July 10 (Bloomberg) -- Corn prices erased gains in Chicago on speculation that world supplies of the grain will be ample while a government report tomorrow is expected to show production in the U.S. at an all-time high.
U.S. farmers, the world’s top producers, may harvest 13.983 billion bushels of the grain, according to a Bloomberg News survey before the Department of Agriculture updates its forecast tomorrow. That would be about 0.2 percent less than estimated last month while still 30 percent above the past season’s crop, when production was reduced by drought.

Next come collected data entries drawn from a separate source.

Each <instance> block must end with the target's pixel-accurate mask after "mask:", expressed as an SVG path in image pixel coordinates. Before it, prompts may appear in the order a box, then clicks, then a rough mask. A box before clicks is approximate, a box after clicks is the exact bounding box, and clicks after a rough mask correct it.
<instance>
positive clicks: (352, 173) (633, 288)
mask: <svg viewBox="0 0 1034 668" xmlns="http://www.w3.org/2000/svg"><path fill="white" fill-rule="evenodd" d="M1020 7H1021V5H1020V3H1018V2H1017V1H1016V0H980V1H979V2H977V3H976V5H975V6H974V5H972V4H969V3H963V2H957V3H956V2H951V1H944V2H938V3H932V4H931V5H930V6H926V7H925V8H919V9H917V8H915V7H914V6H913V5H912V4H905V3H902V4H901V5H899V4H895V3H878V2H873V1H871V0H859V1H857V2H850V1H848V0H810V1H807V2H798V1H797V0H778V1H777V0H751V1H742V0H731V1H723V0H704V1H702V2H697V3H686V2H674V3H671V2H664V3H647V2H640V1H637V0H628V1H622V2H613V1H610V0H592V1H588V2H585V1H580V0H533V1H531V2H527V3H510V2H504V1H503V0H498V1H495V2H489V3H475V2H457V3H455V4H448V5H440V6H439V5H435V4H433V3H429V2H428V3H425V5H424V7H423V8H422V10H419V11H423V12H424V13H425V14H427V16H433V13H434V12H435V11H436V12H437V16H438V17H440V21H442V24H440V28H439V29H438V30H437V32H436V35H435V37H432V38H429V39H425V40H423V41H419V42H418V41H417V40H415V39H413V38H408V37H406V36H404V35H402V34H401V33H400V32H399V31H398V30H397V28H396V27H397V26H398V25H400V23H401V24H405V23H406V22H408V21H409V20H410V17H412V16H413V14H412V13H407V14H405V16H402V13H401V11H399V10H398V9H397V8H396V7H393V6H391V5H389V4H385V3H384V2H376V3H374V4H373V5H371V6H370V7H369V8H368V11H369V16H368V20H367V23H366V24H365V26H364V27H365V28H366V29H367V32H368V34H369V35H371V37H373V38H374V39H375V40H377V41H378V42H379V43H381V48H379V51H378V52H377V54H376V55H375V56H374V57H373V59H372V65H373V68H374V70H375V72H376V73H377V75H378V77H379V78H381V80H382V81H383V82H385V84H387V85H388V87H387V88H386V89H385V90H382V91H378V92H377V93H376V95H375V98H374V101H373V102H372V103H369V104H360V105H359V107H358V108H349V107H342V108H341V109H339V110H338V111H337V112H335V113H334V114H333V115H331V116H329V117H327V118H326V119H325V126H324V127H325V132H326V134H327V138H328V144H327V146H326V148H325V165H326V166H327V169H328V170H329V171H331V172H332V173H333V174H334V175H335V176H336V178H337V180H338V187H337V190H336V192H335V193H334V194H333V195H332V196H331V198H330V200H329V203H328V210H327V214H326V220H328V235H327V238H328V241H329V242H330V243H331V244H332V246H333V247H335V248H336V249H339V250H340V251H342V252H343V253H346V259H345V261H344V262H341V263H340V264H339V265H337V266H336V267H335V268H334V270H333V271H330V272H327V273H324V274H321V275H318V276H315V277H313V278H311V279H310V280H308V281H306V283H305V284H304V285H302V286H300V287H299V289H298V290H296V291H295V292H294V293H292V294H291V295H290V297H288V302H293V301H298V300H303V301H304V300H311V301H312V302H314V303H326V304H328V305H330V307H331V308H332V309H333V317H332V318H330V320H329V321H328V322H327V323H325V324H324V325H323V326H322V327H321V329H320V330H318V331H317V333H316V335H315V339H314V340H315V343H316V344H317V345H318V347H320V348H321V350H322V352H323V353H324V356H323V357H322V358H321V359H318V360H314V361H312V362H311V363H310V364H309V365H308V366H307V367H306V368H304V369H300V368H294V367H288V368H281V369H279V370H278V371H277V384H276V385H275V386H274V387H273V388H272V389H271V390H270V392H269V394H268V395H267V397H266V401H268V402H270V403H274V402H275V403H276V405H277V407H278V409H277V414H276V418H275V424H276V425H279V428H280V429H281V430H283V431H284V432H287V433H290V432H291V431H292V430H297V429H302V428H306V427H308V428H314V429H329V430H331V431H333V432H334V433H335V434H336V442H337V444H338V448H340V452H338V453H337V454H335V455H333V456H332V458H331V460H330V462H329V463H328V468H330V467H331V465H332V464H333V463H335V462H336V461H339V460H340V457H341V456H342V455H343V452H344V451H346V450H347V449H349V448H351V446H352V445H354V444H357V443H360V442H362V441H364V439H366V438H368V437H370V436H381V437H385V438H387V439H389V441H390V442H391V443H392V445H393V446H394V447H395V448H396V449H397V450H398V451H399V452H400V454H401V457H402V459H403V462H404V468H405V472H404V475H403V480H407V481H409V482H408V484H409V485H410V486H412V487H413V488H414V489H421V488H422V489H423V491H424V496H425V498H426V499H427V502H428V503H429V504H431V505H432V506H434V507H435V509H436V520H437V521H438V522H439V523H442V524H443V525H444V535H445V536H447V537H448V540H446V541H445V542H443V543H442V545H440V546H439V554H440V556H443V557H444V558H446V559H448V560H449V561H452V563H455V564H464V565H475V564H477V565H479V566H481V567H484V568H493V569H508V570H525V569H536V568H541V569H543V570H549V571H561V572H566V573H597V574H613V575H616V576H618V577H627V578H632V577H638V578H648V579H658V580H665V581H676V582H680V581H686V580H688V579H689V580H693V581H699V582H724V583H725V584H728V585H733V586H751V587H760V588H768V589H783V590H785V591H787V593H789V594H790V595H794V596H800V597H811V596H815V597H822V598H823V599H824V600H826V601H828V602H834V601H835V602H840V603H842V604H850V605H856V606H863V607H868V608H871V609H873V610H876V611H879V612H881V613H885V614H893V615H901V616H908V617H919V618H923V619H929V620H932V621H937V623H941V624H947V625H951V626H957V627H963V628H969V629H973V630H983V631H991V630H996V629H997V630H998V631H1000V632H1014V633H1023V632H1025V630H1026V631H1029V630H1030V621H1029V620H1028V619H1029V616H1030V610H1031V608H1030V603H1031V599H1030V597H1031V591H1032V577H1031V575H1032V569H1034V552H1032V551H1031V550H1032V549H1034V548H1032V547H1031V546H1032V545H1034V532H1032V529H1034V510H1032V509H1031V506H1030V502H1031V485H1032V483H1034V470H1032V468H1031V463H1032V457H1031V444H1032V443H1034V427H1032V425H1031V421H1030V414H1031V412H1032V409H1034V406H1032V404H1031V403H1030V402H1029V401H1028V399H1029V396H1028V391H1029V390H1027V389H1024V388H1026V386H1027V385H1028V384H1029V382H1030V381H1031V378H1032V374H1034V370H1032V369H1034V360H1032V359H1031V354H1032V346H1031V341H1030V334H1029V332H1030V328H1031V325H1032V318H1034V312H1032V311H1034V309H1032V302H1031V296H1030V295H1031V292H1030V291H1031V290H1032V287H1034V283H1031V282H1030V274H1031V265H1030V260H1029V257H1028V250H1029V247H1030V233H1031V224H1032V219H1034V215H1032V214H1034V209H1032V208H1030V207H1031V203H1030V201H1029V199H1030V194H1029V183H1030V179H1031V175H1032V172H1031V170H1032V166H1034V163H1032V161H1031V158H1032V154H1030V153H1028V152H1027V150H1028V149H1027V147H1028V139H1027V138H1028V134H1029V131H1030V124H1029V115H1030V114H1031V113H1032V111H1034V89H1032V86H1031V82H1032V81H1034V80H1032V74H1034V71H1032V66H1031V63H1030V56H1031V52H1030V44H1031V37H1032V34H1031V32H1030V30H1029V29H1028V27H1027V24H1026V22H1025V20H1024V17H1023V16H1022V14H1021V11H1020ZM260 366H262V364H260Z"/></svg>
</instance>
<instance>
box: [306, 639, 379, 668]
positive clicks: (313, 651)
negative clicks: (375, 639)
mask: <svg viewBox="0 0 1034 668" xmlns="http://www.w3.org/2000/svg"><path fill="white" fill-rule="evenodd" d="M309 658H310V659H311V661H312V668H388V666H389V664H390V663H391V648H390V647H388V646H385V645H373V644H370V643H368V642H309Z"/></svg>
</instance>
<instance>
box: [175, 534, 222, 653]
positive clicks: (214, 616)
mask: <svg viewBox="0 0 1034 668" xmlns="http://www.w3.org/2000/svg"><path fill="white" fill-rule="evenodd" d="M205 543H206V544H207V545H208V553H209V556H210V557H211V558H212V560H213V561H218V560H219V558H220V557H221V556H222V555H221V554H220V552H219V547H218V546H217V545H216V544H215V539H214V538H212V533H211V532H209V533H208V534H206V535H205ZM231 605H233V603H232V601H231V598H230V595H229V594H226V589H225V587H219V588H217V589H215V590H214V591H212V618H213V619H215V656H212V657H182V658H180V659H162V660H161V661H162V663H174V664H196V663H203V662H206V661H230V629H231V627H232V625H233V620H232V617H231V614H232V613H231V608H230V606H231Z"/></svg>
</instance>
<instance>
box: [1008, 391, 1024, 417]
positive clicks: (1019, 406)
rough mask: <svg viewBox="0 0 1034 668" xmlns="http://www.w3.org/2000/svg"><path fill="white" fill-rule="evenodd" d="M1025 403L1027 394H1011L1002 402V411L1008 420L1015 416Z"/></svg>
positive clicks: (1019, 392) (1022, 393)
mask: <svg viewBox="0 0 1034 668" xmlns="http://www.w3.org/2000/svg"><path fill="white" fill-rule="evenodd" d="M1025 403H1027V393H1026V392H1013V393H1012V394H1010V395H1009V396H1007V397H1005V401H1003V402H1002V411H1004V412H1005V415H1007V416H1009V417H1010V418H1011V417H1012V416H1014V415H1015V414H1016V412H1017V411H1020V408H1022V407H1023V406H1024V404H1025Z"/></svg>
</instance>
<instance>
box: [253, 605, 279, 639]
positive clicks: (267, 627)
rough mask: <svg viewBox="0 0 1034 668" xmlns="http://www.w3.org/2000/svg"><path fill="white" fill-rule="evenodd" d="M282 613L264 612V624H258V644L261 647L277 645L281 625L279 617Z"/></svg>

Yesterday, corn prices rallied 4.2 percent, the most in 10 weeks, on speculation hot weather in the U.S. would damage crops.
"We do not expect any material surprises in tomorrow’s reports," economist Dennis Gartman said today in his daily Gartman Letter. "Certainly given the seriousness of the recent rally in corn, wheat and soybeans, we cannot imagine the report can be even more supportive."
Corn for delivery in December fell 0.3 percent to $5.2025 a bushel by 7:43 a.m. on the Chicago Board of Trade, after earlier climbing as much as 1.1 percent. Futures traded on volume that was 59 percent above the 100-day average for that time of day, according to data compiled by Bloomberg. Soybeans for November delivery gained 0.3 percent to $12.795 a bushel after rising 3.9 percent in the previous two sessions.
Parts of southern Illinois, the second-largest corn growing state, may see temperatures above 90 degrees Fahrenheit (32 degrees Celsius) today, National Weather Service data show. Areas of the western Midwest and central Great Plains were under a heat advisory, it said.
Wheat for September delivery was little changed at $6.7725 a bushel in Chicago. Milling wheat for November delivery increased 0.4 percent to 197.50 euros ($253) a metric ton on NYSE Liffe in Paris.